Lately I've been half-resigned about it.

X in particular — well, Twitter — used to feel like a place where you could mutter something into the air and that was fine. These days it feels like there's a quiet pressure to be in conversation with everyone. I'm the kind of person who ends up in the corner at parties, so it's a slightly uneasy place for me. Still, I flip into some kind of social mode and post a few things, here and there.

Writing on my own site, by contrast, feels much easier. Same internet, completely different feeling.

I've also never been great at putting my actual work out into the world — which is fine, except then nothing gets known by anyone. And these days, making things and getting them known are tightly bound together. If I want to make a living from this, I have to do it whether I'm good at it or not. It's basically marketing my own work.

What I've learned, from trying various things, is that nothing sticks unless it comes naturally.

The one thing I've long wanted to be able to do is sit down and write. Compared to "promotion," this feels less like a conversation with others and more like something I do alone. That's probably why long-form is easier for me.

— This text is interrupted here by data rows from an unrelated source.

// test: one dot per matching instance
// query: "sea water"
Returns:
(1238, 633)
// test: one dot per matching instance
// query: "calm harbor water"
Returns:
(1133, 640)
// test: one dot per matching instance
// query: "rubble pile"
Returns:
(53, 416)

Lately I've been writing longer pieces.


One night, while half-resigned about all of this, I was re-reading old blog posts by makers I love, and noticed something. Maybe what I'd been drawn to wasn't really the things they'd made — more than anything, it was their writing.

I love the products, of course. But re-reading the posts, I think I'd been falling for them through the writing more than anything else.

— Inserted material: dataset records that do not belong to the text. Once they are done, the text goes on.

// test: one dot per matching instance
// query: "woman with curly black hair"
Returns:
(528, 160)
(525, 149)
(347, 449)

When you see what someone made, you can think "that's impressive." But whether you actually want to keep following what they do next? That seems to depend a lot on whether you've read what they've written.

Why have I followed the makers I follow, for years? Looking back, the starting point wasn't a product. It was how the person thinks.

I don't want to read a tidy conclusion. I want to read "ah, this is how this person would think in this situation." When a piece doesn't feel like someone neatly tidying up things you've already heard — when the words feel like they've actually been through that person's head — that's when I want to keep following what they do.

Put this way, "self-promotion" and writing might be two different things.

The former faces the reader and tries to persuade. The latter faces yourself and just leaves the thinking there, as is. The thing the world calls marketing is the former. What I've always thought I was bad at was, probably, the former.

The writers I love seem to be doing the latter. They don't feel like they're chasing topics.

Which is probably the side I want to be on, too.

The "self-promotion" side can stay where it is. The writing side — that, I think, I can keep at, in my own way.